Captain Burnett hardly knew how to act. They would reach the station for Rutherford in another quarter of an hour. He knew the man opposite him was no more mad than he was—there was no insanity in those deep-set, melancholy eyes, only intense pain and sadness. The very sound of his voice brought instant conviction to Michael's mind that he was speaking the truth. Whatever mystery lay beneath his words, he and Mrs. Blake were not strangers to each other—her very terror told him that.
'Mrs. Blake,' he said, endeavouring to soothe her, 'there is nothing to fear. Do try to be reasonable. No one could molest you while you are under my protection. Perhaps this gentleman,' with a quick glance at the man's agitated face and shabby coat, 'may have made some mistake. You may resemble some friend of his.'
'No fear of that,' interposed the man sullenly, and now there was an angry gleam in his eyes that alarmed Michael; 'a man can't mistake his own wife, even if he has not seen her for fifteen or sixteen years. I will take my oath before any court of justice that that is my lawful wedded wife, Olive O'Brien.'
Mrs. Blake uttered another faint scream, and covered her face with her hands. She was shaking as though in an ague fit.
'I assure you, you must have made some mistake,' replied Michael civilly; 'this lady's name is Blake: she and her family are well known to me. If you like, I will give you my card, if you should wish to satisfy yourself by making further inquiries; but, as you must see, it is only a case of mistaken identity.'
If Michael spoke with the intent of eliciting further facts, he was not wholly unsuccessful.
'It is nothing of the kind,' returned the man roughly; 'don't I tell you it is no mistake. I can't help what she calls herself.

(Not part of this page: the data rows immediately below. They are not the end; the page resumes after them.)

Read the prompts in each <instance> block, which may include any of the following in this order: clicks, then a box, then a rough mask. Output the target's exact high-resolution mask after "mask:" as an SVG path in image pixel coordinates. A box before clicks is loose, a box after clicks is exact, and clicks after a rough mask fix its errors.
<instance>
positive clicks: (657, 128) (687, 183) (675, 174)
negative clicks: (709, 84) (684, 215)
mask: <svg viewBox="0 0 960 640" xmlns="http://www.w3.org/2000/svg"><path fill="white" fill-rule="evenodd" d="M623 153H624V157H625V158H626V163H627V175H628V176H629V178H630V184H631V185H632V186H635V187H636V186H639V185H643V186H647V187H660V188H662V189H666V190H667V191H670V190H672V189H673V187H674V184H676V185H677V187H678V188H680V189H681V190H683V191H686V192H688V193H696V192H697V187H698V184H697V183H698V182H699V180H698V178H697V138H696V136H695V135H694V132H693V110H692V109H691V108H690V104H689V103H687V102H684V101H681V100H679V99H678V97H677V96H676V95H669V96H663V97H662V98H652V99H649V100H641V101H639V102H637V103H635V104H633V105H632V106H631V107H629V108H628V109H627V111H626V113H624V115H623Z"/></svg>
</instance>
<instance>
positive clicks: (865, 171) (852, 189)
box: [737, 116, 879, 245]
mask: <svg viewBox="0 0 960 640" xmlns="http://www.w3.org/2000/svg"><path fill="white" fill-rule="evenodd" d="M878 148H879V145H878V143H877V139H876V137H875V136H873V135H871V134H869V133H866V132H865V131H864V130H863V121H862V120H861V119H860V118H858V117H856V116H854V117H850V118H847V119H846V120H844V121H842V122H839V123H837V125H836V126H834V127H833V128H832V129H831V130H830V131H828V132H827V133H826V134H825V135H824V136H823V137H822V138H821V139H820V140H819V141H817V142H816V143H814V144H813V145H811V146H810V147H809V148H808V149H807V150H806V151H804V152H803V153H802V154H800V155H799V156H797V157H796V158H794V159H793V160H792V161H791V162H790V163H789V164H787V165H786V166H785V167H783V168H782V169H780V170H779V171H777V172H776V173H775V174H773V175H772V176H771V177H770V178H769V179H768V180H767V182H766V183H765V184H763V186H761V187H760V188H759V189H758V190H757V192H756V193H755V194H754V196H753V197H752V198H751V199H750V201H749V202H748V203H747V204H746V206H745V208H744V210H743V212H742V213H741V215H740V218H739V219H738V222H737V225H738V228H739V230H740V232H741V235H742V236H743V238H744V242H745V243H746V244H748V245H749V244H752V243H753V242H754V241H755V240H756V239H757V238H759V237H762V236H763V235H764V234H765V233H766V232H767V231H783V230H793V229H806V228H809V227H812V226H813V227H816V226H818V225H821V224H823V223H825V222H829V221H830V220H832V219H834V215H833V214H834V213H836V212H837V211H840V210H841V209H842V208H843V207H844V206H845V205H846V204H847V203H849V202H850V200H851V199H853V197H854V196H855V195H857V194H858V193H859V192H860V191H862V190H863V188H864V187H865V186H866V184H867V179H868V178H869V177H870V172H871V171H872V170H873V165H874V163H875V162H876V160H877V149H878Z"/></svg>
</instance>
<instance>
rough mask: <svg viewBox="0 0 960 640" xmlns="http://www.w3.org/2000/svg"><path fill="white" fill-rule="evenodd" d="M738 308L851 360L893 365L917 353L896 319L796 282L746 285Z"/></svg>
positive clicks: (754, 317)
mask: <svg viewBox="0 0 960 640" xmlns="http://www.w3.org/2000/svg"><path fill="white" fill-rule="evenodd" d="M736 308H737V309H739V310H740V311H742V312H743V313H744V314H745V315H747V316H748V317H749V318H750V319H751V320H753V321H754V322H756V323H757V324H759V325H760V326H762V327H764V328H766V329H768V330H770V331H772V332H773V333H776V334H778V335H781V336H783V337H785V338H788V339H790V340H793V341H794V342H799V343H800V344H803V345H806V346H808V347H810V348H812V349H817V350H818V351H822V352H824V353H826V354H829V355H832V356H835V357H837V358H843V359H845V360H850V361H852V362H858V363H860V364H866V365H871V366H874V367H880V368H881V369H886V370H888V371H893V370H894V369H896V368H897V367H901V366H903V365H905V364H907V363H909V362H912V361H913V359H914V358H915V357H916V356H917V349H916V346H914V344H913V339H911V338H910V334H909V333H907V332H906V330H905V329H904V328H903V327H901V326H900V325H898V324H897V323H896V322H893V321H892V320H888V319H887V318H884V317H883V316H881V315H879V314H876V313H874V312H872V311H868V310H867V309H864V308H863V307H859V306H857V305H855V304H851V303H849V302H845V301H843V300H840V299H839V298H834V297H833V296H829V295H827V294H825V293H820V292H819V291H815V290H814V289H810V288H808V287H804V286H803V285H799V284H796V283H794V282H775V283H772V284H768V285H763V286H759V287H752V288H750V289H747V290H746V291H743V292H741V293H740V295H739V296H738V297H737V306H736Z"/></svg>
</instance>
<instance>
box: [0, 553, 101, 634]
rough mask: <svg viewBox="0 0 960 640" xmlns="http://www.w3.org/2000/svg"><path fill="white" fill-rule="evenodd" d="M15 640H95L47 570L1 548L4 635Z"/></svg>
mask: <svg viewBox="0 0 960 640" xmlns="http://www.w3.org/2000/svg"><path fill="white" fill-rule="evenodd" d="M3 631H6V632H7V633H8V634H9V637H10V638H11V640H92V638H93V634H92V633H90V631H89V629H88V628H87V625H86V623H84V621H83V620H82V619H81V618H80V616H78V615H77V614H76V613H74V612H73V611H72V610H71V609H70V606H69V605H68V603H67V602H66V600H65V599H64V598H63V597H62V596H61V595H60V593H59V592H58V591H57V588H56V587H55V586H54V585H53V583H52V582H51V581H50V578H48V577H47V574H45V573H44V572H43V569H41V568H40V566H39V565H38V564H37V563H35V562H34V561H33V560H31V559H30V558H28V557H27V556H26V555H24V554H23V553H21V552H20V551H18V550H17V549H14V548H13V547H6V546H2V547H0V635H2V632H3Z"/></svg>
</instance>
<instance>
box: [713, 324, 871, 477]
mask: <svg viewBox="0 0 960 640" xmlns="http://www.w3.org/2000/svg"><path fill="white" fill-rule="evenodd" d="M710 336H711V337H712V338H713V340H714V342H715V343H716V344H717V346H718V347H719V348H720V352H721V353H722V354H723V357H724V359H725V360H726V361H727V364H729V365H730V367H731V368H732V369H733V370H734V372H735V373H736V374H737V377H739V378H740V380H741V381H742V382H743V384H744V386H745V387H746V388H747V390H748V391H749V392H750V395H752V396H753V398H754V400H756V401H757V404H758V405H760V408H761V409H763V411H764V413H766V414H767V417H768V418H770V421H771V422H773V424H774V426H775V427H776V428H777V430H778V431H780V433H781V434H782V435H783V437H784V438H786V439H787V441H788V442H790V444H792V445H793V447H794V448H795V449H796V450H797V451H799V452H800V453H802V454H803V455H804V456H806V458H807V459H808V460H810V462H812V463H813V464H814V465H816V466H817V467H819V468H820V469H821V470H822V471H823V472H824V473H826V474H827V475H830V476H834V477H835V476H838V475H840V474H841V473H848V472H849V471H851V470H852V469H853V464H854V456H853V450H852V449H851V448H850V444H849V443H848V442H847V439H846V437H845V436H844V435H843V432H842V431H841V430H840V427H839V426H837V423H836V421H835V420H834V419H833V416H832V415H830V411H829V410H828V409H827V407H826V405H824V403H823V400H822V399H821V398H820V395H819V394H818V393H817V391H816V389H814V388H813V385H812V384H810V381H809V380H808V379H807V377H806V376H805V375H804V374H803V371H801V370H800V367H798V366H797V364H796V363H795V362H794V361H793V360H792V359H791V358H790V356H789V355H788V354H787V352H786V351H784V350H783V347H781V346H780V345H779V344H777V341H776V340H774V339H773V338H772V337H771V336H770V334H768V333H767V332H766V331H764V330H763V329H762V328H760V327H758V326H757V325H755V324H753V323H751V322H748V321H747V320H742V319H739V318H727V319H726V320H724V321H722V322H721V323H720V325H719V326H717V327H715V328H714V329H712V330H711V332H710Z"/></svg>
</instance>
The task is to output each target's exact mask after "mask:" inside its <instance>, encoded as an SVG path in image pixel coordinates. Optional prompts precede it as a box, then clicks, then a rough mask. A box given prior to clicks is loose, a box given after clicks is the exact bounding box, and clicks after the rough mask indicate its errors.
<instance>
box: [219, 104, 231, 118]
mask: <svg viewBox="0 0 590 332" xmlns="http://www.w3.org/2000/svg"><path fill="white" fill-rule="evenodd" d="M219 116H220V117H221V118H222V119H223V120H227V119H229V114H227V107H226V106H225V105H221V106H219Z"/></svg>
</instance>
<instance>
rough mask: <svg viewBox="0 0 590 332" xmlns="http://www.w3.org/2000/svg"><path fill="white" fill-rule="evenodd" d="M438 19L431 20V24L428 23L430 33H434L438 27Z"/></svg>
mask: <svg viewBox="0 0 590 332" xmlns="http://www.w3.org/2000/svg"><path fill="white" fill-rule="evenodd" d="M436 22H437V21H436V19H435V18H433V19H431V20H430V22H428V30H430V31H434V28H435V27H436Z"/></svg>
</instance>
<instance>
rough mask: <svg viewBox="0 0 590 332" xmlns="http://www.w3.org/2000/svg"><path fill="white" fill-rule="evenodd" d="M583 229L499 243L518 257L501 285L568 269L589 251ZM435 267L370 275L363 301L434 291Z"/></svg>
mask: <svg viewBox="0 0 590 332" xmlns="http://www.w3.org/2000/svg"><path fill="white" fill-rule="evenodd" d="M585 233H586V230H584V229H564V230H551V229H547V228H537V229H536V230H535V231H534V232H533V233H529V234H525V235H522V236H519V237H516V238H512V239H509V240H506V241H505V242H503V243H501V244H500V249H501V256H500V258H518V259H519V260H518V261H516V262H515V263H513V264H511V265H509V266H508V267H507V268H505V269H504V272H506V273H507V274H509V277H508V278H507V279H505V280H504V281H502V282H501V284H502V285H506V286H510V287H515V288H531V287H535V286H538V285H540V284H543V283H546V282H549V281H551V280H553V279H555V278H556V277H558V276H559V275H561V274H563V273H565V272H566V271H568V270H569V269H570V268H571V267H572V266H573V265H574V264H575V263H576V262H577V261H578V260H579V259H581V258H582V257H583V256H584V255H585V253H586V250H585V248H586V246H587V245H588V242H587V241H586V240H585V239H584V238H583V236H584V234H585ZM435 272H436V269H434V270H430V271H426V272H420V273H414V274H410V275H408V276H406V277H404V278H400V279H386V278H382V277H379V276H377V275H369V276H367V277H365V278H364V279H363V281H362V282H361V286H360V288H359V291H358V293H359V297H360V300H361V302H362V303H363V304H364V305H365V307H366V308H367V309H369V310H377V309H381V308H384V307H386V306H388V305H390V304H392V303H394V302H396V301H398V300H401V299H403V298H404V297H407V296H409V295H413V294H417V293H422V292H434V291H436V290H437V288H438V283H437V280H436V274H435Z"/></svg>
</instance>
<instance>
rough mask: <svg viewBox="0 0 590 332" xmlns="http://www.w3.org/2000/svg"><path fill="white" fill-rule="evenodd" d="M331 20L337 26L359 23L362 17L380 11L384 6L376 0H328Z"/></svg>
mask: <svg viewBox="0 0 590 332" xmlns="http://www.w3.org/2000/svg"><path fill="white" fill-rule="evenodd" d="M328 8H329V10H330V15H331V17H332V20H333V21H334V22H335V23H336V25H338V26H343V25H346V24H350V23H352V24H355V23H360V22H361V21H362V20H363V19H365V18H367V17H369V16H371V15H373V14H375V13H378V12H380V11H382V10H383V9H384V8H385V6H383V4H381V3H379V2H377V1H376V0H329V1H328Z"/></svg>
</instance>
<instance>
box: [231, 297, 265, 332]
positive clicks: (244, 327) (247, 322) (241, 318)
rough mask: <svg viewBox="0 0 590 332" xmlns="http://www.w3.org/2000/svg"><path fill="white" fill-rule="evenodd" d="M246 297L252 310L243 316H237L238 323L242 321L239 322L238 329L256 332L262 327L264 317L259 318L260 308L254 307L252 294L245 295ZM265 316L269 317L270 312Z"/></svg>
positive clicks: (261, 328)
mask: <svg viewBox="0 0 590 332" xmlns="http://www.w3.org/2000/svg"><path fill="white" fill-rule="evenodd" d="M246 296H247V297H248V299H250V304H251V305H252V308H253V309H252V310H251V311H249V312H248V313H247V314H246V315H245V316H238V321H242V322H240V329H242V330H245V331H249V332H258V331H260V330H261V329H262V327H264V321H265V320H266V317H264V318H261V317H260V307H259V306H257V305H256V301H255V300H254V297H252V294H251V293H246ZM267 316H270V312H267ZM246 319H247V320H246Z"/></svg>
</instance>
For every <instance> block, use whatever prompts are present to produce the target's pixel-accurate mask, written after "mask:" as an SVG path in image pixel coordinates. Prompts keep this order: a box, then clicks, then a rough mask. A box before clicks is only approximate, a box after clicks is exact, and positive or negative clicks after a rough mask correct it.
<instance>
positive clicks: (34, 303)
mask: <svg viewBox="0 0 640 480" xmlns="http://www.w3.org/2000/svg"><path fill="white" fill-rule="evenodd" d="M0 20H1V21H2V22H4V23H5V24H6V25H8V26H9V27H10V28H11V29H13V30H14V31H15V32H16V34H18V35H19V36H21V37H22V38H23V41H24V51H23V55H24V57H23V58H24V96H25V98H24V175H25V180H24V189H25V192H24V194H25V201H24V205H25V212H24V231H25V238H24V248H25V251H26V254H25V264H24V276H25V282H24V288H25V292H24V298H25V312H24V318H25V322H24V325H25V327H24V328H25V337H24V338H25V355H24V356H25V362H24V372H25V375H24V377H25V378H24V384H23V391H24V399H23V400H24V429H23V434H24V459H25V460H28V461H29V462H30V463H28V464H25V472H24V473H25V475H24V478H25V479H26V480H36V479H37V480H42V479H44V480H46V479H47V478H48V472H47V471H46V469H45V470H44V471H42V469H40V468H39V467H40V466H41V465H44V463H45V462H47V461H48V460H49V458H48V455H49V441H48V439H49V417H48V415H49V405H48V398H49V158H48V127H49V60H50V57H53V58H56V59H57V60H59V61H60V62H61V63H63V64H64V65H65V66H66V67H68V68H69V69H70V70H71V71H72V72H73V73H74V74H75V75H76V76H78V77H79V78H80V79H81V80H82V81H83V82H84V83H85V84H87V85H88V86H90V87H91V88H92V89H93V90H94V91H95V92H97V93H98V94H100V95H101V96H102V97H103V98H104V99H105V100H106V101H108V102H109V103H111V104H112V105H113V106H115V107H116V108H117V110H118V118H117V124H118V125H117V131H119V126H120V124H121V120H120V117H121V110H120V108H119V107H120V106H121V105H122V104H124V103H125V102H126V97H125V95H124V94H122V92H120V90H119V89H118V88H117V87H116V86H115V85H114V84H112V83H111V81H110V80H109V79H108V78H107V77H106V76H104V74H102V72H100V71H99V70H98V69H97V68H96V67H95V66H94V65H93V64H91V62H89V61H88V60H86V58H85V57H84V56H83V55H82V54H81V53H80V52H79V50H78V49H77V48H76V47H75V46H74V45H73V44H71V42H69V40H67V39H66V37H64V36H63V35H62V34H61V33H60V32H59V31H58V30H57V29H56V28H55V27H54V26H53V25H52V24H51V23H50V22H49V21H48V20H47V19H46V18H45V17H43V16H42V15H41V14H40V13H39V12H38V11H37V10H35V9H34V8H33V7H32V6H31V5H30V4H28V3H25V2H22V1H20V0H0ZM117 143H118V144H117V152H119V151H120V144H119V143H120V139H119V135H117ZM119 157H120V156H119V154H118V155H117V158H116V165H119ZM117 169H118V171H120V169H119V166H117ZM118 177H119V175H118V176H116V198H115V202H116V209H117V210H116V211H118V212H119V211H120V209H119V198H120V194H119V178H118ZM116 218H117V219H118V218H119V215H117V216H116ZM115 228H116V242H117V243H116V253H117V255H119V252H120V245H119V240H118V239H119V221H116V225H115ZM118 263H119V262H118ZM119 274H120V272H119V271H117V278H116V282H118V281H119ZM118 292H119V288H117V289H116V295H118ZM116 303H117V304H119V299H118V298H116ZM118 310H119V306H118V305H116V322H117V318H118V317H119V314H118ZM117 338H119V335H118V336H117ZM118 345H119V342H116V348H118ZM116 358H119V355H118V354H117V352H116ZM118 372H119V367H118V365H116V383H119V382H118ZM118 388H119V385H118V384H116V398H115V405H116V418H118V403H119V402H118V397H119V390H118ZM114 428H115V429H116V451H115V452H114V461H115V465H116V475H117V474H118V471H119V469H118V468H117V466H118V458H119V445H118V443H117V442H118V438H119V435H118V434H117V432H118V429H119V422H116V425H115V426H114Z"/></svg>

If she has taken another husband, I'll have the law of her and bring her to shame; she has only one husband and his name is Matthew O'Brien.'
'Good heavens! do you mean that Thomas O'Brien, of Vineyard Cottage, is your brother?' And as Michael put this question he felt the plot was thickening.
'Yes. Tom, poor old chap! is my brother; but he knows nought about Olive and the young ones. He thinks they are dead. I told him I had lost them all. Has she not been talking about them—Cyril and Kester and my little Mollie!' And here there were tears in Matthew O'Brien's eyes.